Tuesday, January 31, 2023

Always Let Your (Rightly Formed) Conscience Be Your Guide!

Dear Parishioners,

I hope that you have been taught somewhere along the line that you are supposed to follow your conscience.  This is absolutely true.  However, in the process we have an obligation to be sure that our consciences are rightly formed.

In our society, it appears that we often base things on opinion polls and/or a type of moral relativity—the way that I feel about a particular thing.  In other words, things become pretty subjective.  I may think that something is bad while you think that it is okay.  With this manner of moral decision making, my truth becomes just as valid as your truth.  Who then is right?

Catholic morality is not based on subjective opinions but rather objective truth.  Just because many people may think that something is acceptable in today’s society, it does not mean that it is morally acceptable in God’s judgment.

Let me give you a practical example.  Premarital or extramarital sex has become widely accepted in our culture.  It is displayed and encouraged on the TV, in the movies, in novels, etc.  “Everybody does it!”  “If it feels so good, how can it be wrong?”  Yet, the Church continues to teach that every sexual act or genital expression outside of the context of marriage is morally wrong.  Without getting into the many reasons why this is so, suffice it to say that one of the primary reasons for intercourse is to create new life and to engage in this act outside of marriage leaves open the possibility that children will be created in an environment other than the family unit.

What then is this conscience that we are supposed to follow? Conscience is not a thing or an object but rather a judgmentIt is the last practical judgment concerning the goodness or badness of a human act to be performed here and now. It is our ability to make sound decisions or judgments based on objective moral truth.
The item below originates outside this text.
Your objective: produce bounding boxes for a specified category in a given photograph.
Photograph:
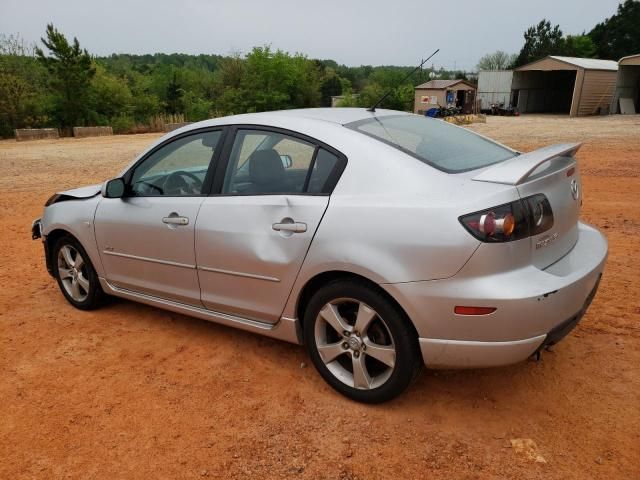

In order to properly form our consciences (to make the best possible moral judgments), we have to do some homework.  Initially, we have to be sure that we find out exactly what the Church teaches on certain issues and why it teaches it.  The Catechism of the Catholic Church is a good reference book to use as a starting point.  Judgments on particular moral issues by the Church are prayerfully determined by referring to the Sacred Scriptures, to the writings of the Church Fathers and Saints, to the Magisterium of the Church, etc.  Often moral determinations employ an in-depth investigation of the natural law and both natural and social sciences involved with any issues.

I find too often that numerous Catholics in particular have limited learning about the faith—including various contemporary moral issues—because little or no continuing education takes place.  We should continue to learn until the day we die.  If a CCD education or elementary / high school Catholic education is where we stopped our formal education in the faith, then I guess that we do not always have the best tools to tackle the complexities of today’s moral issues.  We can rely on a blind obedience to the Church but it is always best to try to understand and to incorporate the rationale of the Church’s teaching into our own decision making. 

Simply stated, we need to be sure that our consciences are rightly formed (guided by authentic Church teaching) and then follow them.